Les champignons, une voie d’avenir pour une agriculture plus saine et performante

L’utilisation de fongicides de synthèse détruit une partie de la flore présente : des pathogènes et aussi d’autres espèces. Cela appauvrit la flore naturelle et crée des vides qui vont faciliter de nouvelles attaques. L’apport de champignons bénéfiques qui se développent en plus de la flore naturelle déjà présente va au contraire renforcer la biodiversité et réduire la place pour de nouveaux microbes.

C’est pourquoi Actiphyt s’intéresse uniquement à des champignons dont l’efficacité nécessite leur développement dans le sol ou sur la plante.


L’étude des antagonismes et des symbioses entre micro-organismes, les recherches sur les mécanismes qui permettent de lever les freins au développement des cultures, de réduire les stress, d’accroître la disponibilité des nutriments et la capacité de la plante à les prélever, les transporter et les utiliser, ont permis de fournir des biostimulants et des produits de biocontrôle à base de micro-organismes.

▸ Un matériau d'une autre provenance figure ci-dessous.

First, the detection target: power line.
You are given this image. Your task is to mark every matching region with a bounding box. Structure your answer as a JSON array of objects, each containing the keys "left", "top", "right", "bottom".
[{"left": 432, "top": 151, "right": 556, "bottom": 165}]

Ces recherches ont également mis en évidence l’importance et la complexité du rôle des micro-organismes dans les mécanismes de nutrition et de production des cultures, et les nombreuses interactions entre la plante et sa microflore.

Les micro-organismes
en agriculture

Durant plusieurs décennies, que ce soit pour la fertilisation ou pour la protection des cultures, la chimie a eu en général des raisonnements simples qui ont produit des effets remarquables sur la progression des rendements. Cependant, ces raisonnements simples ont négligé le rôle de nombreux micro-organismes bénéfiques dans le fonctionnement du sol, le développement des cultures ou leur santé, et l’utilisation de la chimie a souvent abouti à un appauvrissement des flores naturellement présentes à l’origine.

Depuis quelques années, sous l’effet de l’augmentation du prix des engrais, des tensions sur la disponibilité de certains minéraux, du plafonnement des rendements, de la monté des résistances aux pesticides et des problèmes de pollution, on a éprouvé le besoin de revenir avec de nouvelles techniques sur des sujets tels que :

 la croissance et le développement des plantes,

 les micro-organismes non pathogènes des parties aériennes ou de la rhizosphère.

 la stimulation des défenses des cultures, les antagonismes.